Chapter 6: Encoding Categorical Variables
6.3 Practical Exercises for Chapter 6
In this practical section, we will reinforce what you’ve learned in Chapter 6 by implementing various encoding techniques, including Target Encoding, Frequency Encoding, and Ordinal Encoding. These exercises will help you gain hands-on experience and apply the concepts to real-world scenarios.
Exercise 1: Target Encoding
You are working with a dataset that contains a Neighborhood column and the target variable is House Prices.
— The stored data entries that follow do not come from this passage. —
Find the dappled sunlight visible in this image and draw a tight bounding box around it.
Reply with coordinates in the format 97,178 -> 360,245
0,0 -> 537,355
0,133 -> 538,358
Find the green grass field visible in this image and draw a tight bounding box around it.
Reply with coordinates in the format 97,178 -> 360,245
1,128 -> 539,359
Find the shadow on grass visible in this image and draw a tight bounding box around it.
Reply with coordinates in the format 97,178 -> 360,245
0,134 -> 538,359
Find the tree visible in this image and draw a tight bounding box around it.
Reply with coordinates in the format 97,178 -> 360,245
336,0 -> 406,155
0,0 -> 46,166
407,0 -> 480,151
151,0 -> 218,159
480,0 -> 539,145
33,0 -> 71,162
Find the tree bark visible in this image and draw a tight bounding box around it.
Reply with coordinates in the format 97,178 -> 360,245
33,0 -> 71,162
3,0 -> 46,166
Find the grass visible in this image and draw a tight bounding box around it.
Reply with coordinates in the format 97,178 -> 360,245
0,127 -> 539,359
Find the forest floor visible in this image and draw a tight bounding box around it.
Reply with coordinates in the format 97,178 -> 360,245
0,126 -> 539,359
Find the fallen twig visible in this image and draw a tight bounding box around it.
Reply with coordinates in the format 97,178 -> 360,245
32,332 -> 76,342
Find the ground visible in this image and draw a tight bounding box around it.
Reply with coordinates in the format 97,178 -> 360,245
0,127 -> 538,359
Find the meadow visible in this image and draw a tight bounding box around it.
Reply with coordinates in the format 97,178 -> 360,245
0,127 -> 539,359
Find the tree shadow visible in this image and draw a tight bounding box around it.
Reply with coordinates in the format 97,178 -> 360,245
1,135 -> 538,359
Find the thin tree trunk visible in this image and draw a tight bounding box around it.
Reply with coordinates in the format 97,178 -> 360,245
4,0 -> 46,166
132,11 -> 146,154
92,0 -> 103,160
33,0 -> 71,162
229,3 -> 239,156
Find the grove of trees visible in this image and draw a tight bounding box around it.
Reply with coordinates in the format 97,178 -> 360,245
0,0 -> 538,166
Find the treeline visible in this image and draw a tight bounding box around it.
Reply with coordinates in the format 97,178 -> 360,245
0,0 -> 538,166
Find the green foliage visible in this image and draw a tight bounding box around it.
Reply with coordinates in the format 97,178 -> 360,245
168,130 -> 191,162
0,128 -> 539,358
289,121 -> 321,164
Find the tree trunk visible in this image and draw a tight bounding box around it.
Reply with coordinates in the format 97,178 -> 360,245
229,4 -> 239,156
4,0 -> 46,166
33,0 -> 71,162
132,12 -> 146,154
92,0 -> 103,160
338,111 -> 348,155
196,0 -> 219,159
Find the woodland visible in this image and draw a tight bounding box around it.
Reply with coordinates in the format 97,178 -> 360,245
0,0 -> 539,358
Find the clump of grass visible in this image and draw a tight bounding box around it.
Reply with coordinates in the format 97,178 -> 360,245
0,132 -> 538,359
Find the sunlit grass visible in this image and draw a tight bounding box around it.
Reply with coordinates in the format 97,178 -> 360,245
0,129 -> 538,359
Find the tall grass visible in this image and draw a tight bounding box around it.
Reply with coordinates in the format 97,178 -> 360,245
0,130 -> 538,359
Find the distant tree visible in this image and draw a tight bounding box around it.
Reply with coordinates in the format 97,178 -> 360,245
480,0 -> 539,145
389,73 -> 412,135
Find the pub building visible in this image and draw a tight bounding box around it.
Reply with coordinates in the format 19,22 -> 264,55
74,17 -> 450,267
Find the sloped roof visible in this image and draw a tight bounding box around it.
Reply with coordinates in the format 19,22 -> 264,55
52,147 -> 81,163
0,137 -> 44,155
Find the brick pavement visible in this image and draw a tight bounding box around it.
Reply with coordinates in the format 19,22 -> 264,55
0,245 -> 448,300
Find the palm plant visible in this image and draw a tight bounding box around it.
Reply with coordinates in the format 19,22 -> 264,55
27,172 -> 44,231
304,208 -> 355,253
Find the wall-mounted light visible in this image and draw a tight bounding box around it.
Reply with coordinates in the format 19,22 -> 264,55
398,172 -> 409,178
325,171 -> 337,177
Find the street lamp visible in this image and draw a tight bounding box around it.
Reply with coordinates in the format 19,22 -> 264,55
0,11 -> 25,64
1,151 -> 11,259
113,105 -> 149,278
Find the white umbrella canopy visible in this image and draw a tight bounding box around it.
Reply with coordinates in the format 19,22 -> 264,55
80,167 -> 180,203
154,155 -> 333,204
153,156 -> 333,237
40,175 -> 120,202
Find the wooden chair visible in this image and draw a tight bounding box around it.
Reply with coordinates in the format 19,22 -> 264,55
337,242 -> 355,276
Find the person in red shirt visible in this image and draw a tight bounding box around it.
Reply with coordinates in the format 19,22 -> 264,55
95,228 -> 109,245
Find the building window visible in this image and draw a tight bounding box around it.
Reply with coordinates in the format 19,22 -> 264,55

Your task is to:
Apply Target Encoding to the Neighborhood column by calculating the mean House Prices for each neighborhood.
Solution:
import pandas as pd
# Sample data
data = {'Neighborhood': ['A', 'B', 'A', 'C', 'B'],
'SalePrice': [300000, 450000, 350000, 500000, 470000]}
df = pd.DataFrame(data)
# Calculate the mean SalePrice for each neighborhood
neighborhood_mean = df.groupby('Neighborhood')['SalePrice'].mean()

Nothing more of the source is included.